Healthy Easy Zucchini Noodle Stir Fry

Featured in: Simple Weeknight Recipes

This dish delivers a bright, low-carb meal combining tender chicken with spiralized zucchini noodles and fresh vegetables. Stir-fried quickly in a savory sauce of soy, sesame oil, ginger, and garlic, it offers a perfect balance of flavors and textures. The quick cooking preserves the crispness of the zucchini noodles while the colorful bell pepper and carrots add sweetness and crunch. Ideal for a nutritious weeknight meal, it’s ready in just 30 minutes and can be adapted with tofu for a vegetarian option.

Updated on Mon, 23 Feb 2026 17:25:00 GMT
A colorful plate of Healthy Easy Zucchini Noodle Stir Fry with Chicken, featuring tender chicken, crisp zucchini noodles, and vibrant bell peppers in a savory Asian-inspired sauce. Save to Pinterest
A colorful plate of Healthy Easy Zucchini Noodle Stir Fry with Chicken, featuring tender chicken, crisp zucchini noodles, and vibrant bell peppers in a savory Asian-inspired sauce. | mellowspice.com

One Tuesday evening, I was standing in my kitchen staring at a pile of zucchini I'd bought with the best intentions but zero plan. My partner walked in asking what was for dinner, and instead of my usual pasta default, something clicked—what if I spiralized these into noodles and made something bright and quick? Twenty minutes later, we were twirling zucchini strands around our forks with tender chicken and this glossy, ginger-forward sauce that somehow felt both comforting and exciting. That night turned into this recipe, and it's been my go-to ever since when I want something that tastes restaurant-quality but doesn't demand hours of my time.

I made this for my sister last month when she was visiting and mentioned she'd been craving something healthy but didn't want to feel like she was eating "diet food." Watching her go back for seconds without hesitation, then asking for the recipe before she left—that's when I knew this wasn't just a quick weeknight solution. It's become the dish I reach for when I want to feed people something that feels generous and nourishing all at once.

What's for Dinner Tonight? 🤔

Stop stressing. Get 10 fast recipes that actually work on busy nights.

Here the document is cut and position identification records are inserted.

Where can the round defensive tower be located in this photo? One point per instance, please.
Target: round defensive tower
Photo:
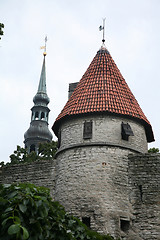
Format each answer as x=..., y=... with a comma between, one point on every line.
x=99, y=126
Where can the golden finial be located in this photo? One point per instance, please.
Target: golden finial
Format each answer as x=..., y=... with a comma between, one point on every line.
x=103, y=28
x=44, y=47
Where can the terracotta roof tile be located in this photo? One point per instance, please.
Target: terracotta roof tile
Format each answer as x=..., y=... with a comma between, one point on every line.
x=103, y=89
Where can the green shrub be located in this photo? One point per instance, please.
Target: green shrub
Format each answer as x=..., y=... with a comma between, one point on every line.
x=28, y=212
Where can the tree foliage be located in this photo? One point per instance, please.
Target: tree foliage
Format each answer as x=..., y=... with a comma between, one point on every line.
x=21, y=155
x=1, y=31
x=27, y=212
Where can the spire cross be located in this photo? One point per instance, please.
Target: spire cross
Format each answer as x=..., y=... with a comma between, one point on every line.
x=45, y=43
x=103, y=28
x=44, y=47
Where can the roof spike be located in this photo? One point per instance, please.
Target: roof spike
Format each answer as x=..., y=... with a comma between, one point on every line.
x=42, y=82
x=103, y=28
x=44, y=47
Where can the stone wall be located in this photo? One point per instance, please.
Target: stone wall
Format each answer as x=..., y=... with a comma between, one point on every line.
x=106, y=130
x=40, y=173
x=144, y=183
x=103, y=186
x=92, y=182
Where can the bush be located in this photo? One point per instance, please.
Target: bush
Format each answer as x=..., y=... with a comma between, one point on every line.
x=28, y=212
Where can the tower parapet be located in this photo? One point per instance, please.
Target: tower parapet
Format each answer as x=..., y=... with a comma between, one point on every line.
x=38, y=131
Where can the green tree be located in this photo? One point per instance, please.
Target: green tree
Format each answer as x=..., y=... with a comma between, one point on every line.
x=28, y=212
x=47, y=151
x=1, y=31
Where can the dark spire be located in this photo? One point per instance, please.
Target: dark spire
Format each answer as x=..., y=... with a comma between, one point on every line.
x=38, y=131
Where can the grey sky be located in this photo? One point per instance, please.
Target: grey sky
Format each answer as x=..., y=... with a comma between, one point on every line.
x=132, y=37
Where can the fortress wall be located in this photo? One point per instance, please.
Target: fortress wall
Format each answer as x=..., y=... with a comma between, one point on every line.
x=40, y=173
x=93, y=182
x=106, y=129
x=144, y=183
x=101, y=186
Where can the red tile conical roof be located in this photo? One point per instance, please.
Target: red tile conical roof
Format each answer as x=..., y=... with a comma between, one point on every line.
x=103, y=89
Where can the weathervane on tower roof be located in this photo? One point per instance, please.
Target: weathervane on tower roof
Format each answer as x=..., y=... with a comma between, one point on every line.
x=103, y=28
x=44, y=47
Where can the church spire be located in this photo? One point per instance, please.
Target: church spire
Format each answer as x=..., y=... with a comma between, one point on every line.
x=38, y=131
x=42, y=82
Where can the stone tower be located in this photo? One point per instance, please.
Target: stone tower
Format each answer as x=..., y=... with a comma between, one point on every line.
x=99, y=126
x=38, y=131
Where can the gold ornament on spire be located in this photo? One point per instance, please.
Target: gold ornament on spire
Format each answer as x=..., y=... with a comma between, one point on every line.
x=44, y=47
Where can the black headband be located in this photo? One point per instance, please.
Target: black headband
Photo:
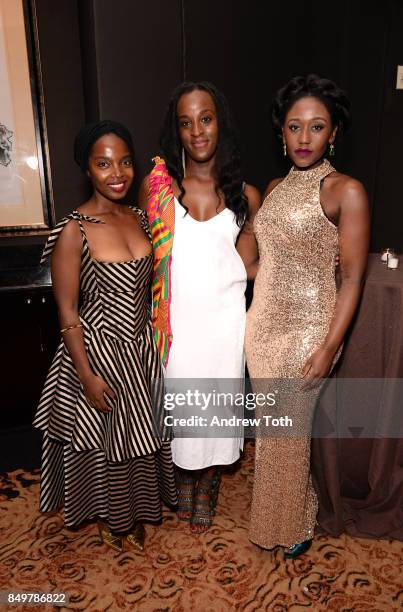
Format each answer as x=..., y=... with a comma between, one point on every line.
x=90, y=133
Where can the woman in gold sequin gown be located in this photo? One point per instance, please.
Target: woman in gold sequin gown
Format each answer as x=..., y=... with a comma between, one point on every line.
x=297, y=320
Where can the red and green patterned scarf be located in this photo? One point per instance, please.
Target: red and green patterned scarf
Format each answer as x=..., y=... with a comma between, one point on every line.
x=161, y=215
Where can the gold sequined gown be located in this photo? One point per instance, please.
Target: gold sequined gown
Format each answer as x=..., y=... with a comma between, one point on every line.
x=293, y=304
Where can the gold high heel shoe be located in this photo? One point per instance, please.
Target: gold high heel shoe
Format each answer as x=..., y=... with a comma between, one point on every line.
x=137, y=536
x=109, y=538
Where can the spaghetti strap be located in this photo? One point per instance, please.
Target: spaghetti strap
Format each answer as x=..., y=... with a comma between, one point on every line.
x=59, y=227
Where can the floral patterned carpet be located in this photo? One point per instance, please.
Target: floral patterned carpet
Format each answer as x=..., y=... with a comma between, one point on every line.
x=219, y=571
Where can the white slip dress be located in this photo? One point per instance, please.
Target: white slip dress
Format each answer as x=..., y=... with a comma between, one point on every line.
x=208, y=282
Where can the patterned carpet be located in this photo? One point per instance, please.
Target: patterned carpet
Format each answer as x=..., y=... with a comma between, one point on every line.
x=219, y=571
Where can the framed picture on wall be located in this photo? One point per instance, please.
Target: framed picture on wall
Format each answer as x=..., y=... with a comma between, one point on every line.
x=26, y=205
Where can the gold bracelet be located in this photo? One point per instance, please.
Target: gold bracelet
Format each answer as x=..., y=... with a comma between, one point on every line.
x=62, y=331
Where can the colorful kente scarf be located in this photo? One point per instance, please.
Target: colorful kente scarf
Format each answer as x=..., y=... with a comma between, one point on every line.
x=161, y=215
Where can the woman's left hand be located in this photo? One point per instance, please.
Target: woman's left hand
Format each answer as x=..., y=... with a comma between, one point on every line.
x=317, y=367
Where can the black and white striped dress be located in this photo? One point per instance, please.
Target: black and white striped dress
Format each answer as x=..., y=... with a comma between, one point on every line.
x=113, y=466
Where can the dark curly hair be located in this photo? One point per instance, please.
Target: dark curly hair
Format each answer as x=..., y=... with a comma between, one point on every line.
x=227, y=159
x=325, y=90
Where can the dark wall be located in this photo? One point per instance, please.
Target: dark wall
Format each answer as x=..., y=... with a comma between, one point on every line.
x=63, y=93
x=388, y=210
x=136, y=65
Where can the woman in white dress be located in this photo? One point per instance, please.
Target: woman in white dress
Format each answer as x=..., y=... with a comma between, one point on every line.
x=200, y=213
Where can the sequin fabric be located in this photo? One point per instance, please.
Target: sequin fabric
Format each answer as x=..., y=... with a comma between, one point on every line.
x=293, y=303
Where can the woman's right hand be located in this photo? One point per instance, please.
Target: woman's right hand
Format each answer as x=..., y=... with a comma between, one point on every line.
x=94, y=389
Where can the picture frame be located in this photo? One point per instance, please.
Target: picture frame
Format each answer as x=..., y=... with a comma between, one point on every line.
x=26, y=199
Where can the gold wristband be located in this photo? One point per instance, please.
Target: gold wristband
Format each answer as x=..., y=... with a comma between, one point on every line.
x=62, y=331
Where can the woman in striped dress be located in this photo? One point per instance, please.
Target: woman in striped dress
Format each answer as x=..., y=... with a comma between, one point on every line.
x=102, y=455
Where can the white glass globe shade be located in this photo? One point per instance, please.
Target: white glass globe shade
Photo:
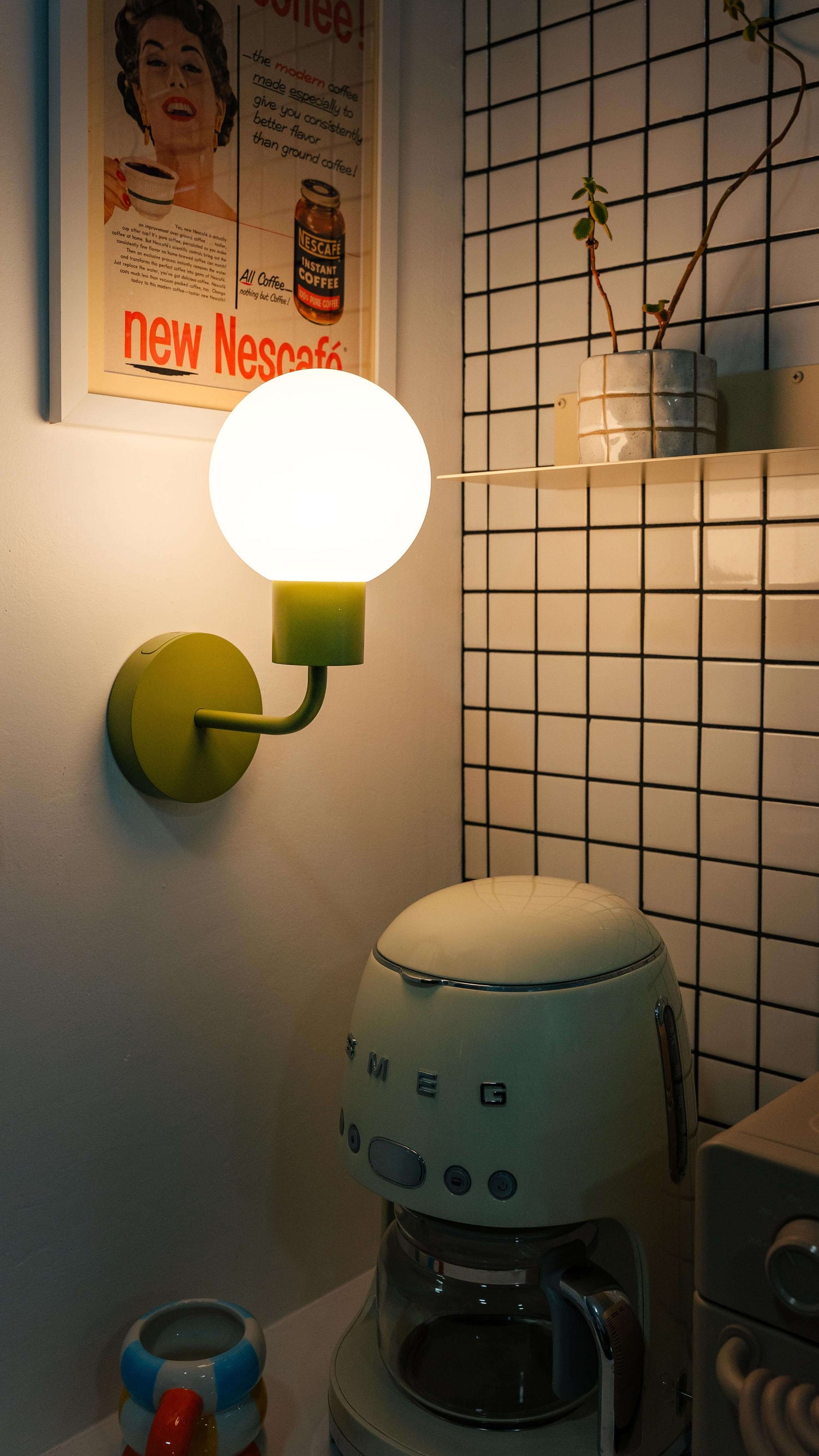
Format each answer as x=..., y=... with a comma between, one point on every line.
x=319, y=475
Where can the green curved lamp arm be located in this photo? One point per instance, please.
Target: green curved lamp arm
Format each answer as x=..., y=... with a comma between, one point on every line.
x=257, y=723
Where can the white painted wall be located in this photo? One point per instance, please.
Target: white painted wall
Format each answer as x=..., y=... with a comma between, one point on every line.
x=175, y=980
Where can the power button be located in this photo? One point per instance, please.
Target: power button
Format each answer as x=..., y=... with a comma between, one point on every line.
x=503, y=1184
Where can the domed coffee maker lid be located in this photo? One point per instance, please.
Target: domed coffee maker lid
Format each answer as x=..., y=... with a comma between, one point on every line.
x=518, y=931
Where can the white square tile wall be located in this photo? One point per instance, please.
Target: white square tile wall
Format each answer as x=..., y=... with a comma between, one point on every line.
x=642, y=667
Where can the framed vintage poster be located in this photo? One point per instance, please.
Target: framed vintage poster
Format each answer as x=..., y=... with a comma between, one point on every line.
x=223, y=203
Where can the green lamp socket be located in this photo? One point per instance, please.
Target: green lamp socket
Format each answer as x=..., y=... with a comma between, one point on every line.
x=318, y=622
x=184, y=714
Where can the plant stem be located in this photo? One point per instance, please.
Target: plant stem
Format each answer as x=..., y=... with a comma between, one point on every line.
x=703, y=243
x=592, y=248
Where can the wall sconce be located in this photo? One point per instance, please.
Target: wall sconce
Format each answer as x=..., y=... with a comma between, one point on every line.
x=319, y=481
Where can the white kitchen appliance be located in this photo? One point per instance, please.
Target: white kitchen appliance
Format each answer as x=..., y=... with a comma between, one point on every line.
x=519, y=1082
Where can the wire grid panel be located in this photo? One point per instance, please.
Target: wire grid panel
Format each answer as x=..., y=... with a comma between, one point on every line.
x=640, y=682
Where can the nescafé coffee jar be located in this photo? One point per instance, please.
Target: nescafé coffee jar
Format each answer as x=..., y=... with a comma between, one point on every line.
x=318, y=252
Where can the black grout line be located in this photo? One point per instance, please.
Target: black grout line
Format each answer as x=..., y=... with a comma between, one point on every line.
x=582, y=15
x=761, y=801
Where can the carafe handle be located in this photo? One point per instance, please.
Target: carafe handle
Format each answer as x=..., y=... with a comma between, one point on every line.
x=592, y=1314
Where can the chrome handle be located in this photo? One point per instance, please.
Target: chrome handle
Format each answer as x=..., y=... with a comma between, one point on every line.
x=619, y=1341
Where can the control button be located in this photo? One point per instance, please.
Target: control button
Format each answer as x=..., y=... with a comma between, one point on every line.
x=456, y=1180
x=793, y=1265
x=502, y=1184
x=397, y=1164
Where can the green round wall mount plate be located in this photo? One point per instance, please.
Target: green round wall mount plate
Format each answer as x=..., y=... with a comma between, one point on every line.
x=151, y=717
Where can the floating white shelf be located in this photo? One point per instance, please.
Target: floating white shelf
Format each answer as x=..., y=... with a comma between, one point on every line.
x=741, y=465
x=767, y=424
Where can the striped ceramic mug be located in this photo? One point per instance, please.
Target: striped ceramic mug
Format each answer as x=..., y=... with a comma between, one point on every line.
x=191, y=1374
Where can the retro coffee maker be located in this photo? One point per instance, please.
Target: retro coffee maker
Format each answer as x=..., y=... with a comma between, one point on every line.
x=519, y=1092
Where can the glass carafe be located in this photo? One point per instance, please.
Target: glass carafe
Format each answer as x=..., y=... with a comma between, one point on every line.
x=464, y=1324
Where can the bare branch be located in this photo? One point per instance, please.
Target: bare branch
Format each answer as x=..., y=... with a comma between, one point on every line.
x=729, y=191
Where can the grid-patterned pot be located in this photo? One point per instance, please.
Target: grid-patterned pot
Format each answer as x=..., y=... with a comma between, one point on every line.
x=646, y=404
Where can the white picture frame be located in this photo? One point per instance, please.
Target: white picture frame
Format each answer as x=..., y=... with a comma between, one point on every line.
x=70, y=400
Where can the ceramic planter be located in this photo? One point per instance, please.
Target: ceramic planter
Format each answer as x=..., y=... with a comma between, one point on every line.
x=646, y=404
x=193, y=1381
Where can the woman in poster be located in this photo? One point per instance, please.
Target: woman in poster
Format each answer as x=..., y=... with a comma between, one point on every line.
x=175, y=84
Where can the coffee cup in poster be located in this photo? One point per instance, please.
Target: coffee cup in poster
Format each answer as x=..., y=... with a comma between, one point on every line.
x=151, y=187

Free. No spam. Just easy meals.

Ingredients

  • Boneless, skinless chicken breast (500 g): Slicing it thin means it cooks fast and stays tender; I always use a sharp knife and cut against the grain for better texture.
  • Zucchini (3 medium): A spiralizer is worth having, but a julienne peeler works fine too—the key is keeping them roughly the same thickness so they cook evenly.
  • Red bell pepper and carrots: The colors aren't just pretty; they bring sweetness and crunch that balance the savory sauce perfectly.
  • Red onion, garlic, and fresh ginger: These three build the aromatic base that makes the whole dish smell incredible within the first minute of cooking.
  • Low-sodium soy sauce or tamari: Tamari is my choice when cooking for friends with gluten sensitivities, and honestly, the flavor is just as deep.
  • Sesame oil: A little goes a long way here—it's the secret note that makes people ask what that amazing flavor is.
  • Rice vinegar and honey: Together they create that bright, balanced sauce that coats everything without being heavy.
  • Olive oil or neutral cooking oil: I use olive oil for the aromatics but switch to something neutral if I'm cooking at very high heat.

Tired of Takeout? 🥡

Get 10 meals you can make faster than delivery arrives. Seriously.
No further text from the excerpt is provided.